Why We Need to Be Embodied
We need to be embodied to be able to fully explore the relationship between our physical selves and our energy, our pleasure and being able to thrive as ourselves. Being embodied is a psychologically healthy, key element of identity and to be able to thrive in oneself — to have a fullness of self. However, our modern life keeps us from being in our bodies in so many ways, pulling us away from experiencing life being a body.
At our core as modern humans, we long to regain the intimacy with our bodily experience. As humans, we have been conditioned with this concept of the brain and its thoughts as being of primary, or even of sole, importance. We privilege our thoughts and minds, finding an imagined split between body and mind, and position the body as inferior. This has been the dominant way for the past centuries and has damaged our sense and expression of our self, our health, our capacity for self-love, our connection with others and our sheer potential for pleasure in our body and mind.
How does trauma impact our embodiment?
Traumatic experiences, habituated belief patterns, conditionings of our society, the patriarchy, religion, emotional blocks and other inner-wounds we gather in our life experiences show up in our body. Often, in order to cope, we compartmentalise or reject these sensations to the point that parts of us become numb.
For many of us today, disconnecting from our bodies might feel like the only option available to us — a way of feeling safe. We stop moving, we stop looking after ourselves, we stop trying new things, we stop touching ourselves in all of the ways, we fall into habits and we numb ourselves with default activities, sedentary habits, external entraining, repetition, addictions, porn, and so on.
We hardly feel at all because we are afraid we might.
How to Become Embodied
Embodiment practices are the key towards becoming embodied, making the unfelt felt and the unconscious conscious. They bring you back to wholeness, gently, with love and acceptance.
While trauma can make us fall into habits and bad practices, we can do the very opposite by feeling into our body sensations and going within to reveal their unique intelligence. We can inquire into what is true for the wounded parts of ourselves, and perhaps, find other supportive parts or to just bear witness to their story.
In this way, we connect, honour, accept and even transmute these inner wounds as they arise in our body-mind. We find pathways back to the fullness of self.
Embodiment practices are a major focus in my own coaching process, and for good reason.
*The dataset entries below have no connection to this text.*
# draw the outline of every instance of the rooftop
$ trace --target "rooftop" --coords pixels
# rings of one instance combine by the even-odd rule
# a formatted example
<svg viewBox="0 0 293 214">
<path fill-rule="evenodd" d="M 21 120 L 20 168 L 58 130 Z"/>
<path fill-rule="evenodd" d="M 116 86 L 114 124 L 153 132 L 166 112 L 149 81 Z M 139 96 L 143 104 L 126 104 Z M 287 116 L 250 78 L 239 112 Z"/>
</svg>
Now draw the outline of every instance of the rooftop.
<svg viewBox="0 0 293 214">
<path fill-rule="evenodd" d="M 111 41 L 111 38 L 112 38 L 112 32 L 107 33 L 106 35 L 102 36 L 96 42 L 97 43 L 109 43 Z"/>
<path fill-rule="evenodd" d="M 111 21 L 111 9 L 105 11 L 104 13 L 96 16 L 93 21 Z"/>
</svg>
What are embodiment practices?
An embodiment practice is a method of using the unique sensations of our body as a tool to develop deep awareness, find connection to the energy of our body, the earth and others around us. This helps us to stay present, to self-regulate, feel whole and belonging, find balance, to know, accept and love ourselves, and to be empowered.
Embodiment practices, or other more spontaneous ways of returning to the body and its sensations are the gateway to expanding our pleasure potential. They help us find out what is your personal experience and what is your own answer to ‘what is embodiment’.
The pleasure that can result from listening and paying attention to our bodies in all their fleshy, juicy, radiant, nerve-filling reality. It’s a practice of slowing down in pleasure — all kinds of pleasure — and tuning right into the present moment as it is, allowing whatever to manifest.
That pleasure is extraordinary! It starts with sensual pleasures (pleasures through the senses), which lead to fully-embodied sexual pleasures of a kind we always knew were possible, but didn’t know how.